An unpublished, handwritten, poem in praise of absinthe drinking by the great occultist, Aleister Crowley, is to be sold in Part I of The Roy Davids Collection III: Poetry: Poetical Manuscripts and Portraits of Poets at Bonhams New Bond Street on 10 April. It is estimated at £1,500-2,000.
Crowley (1875-1947), a bisexual, drug using, self styled prophet, often referred to as the ‘Great Beast 666’ was an inveterate absinthe drinker. His poem is called ‘The Green Hour’ and celebrates the period from 5 pm to 7, during which the drink was often imbibed.

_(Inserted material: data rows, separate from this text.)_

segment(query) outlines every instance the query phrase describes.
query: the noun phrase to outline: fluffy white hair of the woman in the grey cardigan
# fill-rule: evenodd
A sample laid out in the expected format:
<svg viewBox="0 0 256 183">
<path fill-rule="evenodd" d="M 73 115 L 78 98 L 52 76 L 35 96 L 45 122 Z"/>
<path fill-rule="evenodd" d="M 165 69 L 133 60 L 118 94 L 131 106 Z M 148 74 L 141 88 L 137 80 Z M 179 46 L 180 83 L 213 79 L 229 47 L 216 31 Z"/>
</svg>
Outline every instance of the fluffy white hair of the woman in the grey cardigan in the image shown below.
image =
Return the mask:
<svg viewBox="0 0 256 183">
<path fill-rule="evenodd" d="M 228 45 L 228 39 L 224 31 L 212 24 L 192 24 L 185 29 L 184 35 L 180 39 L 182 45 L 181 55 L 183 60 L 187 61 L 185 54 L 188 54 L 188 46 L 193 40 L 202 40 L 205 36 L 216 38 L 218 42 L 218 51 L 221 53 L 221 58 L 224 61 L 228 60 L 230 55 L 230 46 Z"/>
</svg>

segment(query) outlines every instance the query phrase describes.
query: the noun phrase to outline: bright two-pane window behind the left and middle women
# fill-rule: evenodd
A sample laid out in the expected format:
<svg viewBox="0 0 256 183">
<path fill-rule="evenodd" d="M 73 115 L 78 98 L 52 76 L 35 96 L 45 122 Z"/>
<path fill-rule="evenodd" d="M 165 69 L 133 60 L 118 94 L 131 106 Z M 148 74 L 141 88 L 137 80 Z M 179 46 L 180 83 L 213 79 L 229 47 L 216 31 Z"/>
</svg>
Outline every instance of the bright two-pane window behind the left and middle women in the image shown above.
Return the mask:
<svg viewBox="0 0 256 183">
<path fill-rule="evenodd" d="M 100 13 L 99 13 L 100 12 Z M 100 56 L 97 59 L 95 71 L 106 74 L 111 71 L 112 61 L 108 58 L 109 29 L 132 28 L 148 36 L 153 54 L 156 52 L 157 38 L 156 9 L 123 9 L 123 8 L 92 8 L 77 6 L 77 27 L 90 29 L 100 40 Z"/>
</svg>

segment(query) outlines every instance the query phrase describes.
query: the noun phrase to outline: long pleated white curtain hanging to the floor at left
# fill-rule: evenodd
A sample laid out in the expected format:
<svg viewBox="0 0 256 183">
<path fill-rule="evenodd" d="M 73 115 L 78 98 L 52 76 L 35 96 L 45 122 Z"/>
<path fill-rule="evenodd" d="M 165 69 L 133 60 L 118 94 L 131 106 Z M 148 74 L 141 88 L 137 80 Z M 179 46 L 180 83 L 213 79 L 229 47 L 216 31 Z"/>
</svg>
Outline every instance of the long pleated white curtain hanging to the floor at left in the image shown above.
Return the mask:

Absinthe was hugely popular in the latter years of the 19th and early years of the 20th century. It became associated especially with the bohemian life style of Paris before the First World War. Popularly believed to be hallucinogenic and to encourage creativity it earned the nickname of the ‘green fairy’ or the ‘green muse’. Its notoriety, however, was its downfall and by 1915 it has been banned in most of Europe and in the United States at the urging of prohibitionists who believed that absinthe drinking led to alcoholism.
Crowley’s poem reflects its reputation.
“The slow Green Hour,
when haggard faces meet,
Drawn by strong craving to the humble bower
That separates all from the noisy street
The slow Green Hour!
Strange lips & langours, like the lotus-flower;
A haze of fragrance, infamously sweet;
A mist of green, like woods in summer shower...”
The production of absinthe resumed in the latter years of the last century and the drink is now again widely available.
Poetry: Poetical Manuscripts and Portraits of Poets, is the fruit of 40 years of collecting by the poet and scholar Roy Davids and is the finest collection of poetry ever to come to auction. In Mr David’s own words, “it would now be impossible for the present collection to be even approximately replicated.’